Pharmacy chain Haltons Limited will set up stores in all Tuskys supermarket outlets across the country after the two companies announced a partnership that will allow Haltons expand its footprints in the country.
Haltons, which has financial backing from Fanisi Capital, will bank on the Tuskys’ heavy presence in the country to expand its retail network. According to Sam Njuguna, the CEO of Haltons Limited, the new partnership with Tuskys complements the pharmacy chain’s strategy to double the number of branches from the current 25 to 50 by the end of this year.

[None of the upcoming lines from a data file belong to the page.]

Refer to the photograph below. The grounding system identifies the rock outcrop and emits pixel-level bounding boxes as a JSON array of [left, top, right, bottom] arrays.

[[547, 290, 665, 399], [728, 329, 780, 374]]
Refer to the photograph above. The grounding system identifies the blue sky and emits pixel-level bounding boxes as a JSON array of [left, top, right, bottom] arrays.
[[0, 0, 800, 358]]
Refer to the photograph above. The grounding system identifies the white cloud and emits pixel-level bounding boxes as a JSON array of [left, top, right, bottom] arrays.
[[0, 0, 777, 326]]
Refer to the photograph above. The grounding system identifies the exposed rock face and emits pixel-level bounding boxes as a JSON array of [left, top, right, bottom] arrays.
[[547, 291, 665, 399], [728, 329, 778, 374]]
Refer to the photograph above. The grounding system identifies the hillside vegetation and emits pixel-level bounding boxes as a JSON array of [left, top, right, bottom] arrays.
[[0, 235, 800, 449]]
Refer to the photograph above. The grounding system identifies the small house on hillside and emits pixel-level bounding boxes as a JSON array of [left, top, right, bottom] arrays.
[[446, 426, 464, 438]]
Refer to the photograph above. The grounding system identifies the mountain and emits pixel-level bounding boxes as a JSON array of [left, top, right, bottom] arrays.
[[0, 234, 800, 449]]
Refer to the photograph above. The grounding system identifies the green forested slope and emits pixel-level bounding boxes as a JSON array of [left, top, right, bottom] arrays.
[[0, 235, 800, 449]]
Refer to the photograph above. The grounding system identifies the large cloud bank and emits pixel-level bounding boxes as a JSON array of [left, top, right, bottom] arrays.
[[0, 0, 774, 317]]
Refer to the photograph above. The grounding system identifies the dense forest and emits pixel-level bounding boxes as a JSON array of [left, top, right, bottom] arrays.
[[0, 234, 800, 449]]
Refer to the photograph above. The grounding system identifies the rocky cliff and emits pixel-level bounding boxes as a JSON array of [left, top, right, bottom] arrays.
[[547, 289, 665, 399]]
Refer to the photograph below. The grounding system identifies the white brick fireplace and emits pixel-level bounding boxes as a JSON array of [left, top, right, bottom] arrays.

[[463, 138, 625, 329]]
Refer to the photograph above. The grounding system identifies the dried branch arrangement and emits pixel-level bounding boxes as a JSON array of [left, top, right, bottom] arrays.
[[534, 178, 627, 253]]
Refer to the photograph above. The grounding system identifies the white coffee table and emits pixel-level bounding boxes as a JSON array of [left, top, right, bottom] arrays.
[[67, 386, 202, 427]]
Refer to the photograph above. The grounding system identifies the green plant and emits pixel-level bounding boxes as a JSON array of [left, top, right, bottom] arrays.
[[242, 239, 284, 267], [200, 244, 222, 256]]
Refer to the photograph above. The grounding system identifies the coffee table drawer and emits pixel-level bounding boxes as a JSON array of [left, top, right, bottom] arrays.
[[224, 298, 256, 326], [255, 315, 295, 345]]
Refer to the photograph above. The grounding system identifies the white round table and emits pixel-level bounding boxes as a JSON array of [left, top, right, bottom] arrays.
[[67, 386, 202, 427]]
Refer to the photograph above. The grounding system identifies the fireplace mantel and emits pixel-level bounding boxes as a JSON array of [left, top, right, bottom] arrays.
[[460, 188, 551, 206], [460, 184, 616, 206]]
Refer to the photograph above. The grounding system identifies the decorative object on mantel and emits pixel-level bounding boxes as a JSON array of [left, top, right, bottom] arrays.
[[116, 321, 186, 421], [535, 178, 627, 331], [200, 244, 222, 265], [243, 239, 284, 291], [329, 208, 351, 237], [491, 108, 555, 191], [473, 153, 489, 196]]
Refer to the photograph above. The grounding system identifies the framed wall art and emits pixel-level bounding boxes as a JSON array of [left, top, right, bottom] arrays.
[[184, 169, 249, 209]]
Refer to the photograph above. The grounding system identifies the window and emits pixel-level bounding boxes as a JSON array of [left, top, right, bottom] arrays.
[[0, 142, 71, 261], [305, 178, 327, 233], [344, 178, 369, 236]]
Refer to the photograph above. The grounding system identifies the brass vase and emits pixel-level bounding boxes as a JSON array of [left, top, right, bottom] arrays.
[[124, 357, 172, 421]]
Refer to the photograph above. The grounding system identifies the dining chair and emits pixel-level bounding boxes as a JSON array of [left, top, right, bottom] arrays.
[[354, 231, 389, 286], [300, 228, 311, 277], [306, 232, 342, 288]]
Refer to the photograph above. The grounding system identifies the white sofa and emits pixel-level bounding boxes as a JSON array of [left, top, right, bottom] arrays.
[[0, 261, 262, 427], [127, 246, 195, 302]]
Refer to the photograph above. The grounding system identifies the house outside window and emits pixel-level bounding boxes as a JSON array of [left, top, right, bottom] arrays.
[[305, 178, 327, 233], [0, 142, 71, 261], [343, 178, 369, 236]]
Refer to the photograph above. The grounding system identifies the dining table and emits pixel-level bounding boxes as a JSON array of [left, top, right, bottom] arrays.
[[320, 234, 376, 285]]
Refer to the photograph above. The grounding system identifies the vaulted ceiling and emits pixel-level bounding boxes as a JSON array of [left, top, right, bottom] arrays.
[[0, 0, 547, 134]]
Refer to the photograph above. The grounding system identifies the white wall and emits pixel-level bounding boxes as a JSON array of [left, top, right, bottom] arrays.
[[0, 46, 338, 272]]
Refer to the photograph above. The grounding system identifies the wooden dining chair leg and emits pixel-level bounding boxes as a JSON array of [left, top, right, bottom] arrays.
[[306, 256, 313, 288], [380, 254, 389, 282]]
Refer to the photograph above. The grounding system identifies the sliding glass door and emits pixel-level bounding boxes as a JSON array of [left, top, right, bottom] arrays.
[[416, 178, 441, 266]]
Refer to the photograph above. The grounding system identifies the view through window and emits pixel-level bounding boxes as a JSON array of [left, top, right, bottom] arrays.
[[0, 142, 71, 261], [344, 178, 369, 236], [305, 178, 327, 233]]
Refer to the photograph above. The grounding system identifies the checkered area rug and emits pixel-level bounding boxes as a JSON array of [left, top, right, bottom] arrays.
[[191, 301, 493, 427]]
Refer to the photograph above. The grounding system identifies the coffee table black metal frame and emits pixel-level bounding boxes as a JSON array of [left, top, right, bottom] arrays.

“This partnership will boost Haltons in its ambition to expand its presence in the country. It will offer us an opportunity to offer quality services and convenience to our customers. This is in line with our mission to support “Better Living”, while maintaining “Competitive Pricing,” said Mr Njuguna.
Tuskys MD George Kamau lauded the partnership, saying that the two companies will complement each other since shoppers are also looking for places to buy drugs. “The partnership with Fanisi will provide Tuskys with the opportunity to partner with a strong brand while offering its customers the option of quality pharmaceutical services offered by knowledgeable and trusted professionals. We will offer floor space to Haltons in our outlets. This fits well with our aim of providing a variety of products and services to our clients.”
Haltons has been in an aggressive expansion plan since Fanisi Capital, the US-based organisation that gives seed funds to start-ups, pumped money to the pharmacy which only had 4 outlets. The pharmacy now has 25 outlets and is planning to double the number by the end of the year.